Goodbye, Dragon Inn was recently screened at ACMI as part of a new series called “Decadent,” highlighting ten significant movies in world cinema from the first decade of the new millennium as a part of Fireflies press. Watching this movie in a theatre like ACMI felt significant, given how much the “death” of cinema and cinema-going was foreshadowed during the height of the pandemic in 2020.   Tsai’s slow and relentlessly patient shots are given the space and time to unravel for an audience in a theatre, an experience that is much more difficult to emulate on a domestic or portable device. 

This felt particularly pertinent during a scene where the tourist/cinephile walks to a urinal. Viewing the bathroom from a corner, the cubicles on one side and urinals on the other, the character awkwardly begins to urinate. Holding the shot for an extensive period of time, we watch as two separate men take their positions next to the tourist; a man leaves a cubicle with another man waiting inside; and a passer-by picks up his camera from the ledge above the tourist’s head, creating comical pleasure as the audience feels his discomfort.
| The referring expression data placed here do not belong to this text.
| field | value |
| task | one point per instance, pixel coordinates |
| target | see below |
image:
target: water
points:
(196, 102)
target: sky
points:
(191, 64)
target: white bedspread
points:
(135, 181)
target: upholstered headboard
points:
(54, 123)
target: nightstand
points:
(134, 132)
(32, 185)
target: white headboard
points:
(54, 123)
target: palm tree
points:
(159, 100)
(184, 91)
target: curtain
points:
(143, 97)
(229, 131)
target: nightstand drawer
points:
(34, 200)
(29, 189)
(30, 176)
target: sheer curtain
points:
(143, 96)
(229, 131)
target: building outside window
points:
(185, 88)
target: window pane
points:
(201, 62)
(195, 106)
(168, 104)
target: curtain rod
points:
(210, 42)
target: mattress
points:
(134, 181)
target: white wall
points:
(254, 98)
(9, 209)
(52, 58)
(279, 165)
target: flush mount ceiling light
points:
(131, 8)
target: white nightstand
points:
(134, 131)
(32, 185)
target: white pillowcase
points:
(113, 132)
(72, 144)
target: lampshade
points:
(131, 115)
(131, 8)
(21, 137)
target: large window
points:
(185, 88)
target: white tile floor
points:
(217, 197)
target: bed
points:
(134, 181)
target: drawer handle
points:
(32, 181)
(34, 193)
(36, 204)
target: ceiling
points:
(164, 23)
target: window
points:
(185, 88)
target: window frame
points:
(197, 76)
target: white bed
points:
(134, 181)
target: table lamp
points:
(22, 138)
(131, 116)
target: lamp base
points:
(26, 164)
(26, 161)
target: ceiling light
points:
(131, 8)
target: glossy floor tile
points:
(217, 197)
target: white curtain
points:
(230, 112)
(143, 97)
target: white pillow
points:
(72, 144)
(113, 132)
Tsai’s film is explicitly metatextual, demonstrated by the continuous shots of the audience watching the wuxia film in all of its grainy and textured celluloid glory, and further heightened by the detail that two of the spectators (Jun Shi and Miao Tien) had starred in it. The meta-quality of the film was particularly heartfelt in one of the closing shots, comprising the epilogue, in which the red-coloured seats of the theatre are framed in a balanced long take. I don’t often think of cinemas as holding human characteristics, perhaps I’m not romantic enough, but I suddenly began to think of the cinema as falling into a long sleep during the vast amount of time spent without humans inside them. It felt relevant particularly given the horrific events of last year. 

After the credits rolled, a Q and A was presented between author Nick Pinkerton and Annabel Brady-Brown, the co-editor of Fireflies. Nick explained that the theatre in the film survived because it was a communal facility encompassing market stands and a gym/pool. It was a neighbourhood facility much the same as Greater Union once was. Long live cinema, I thought.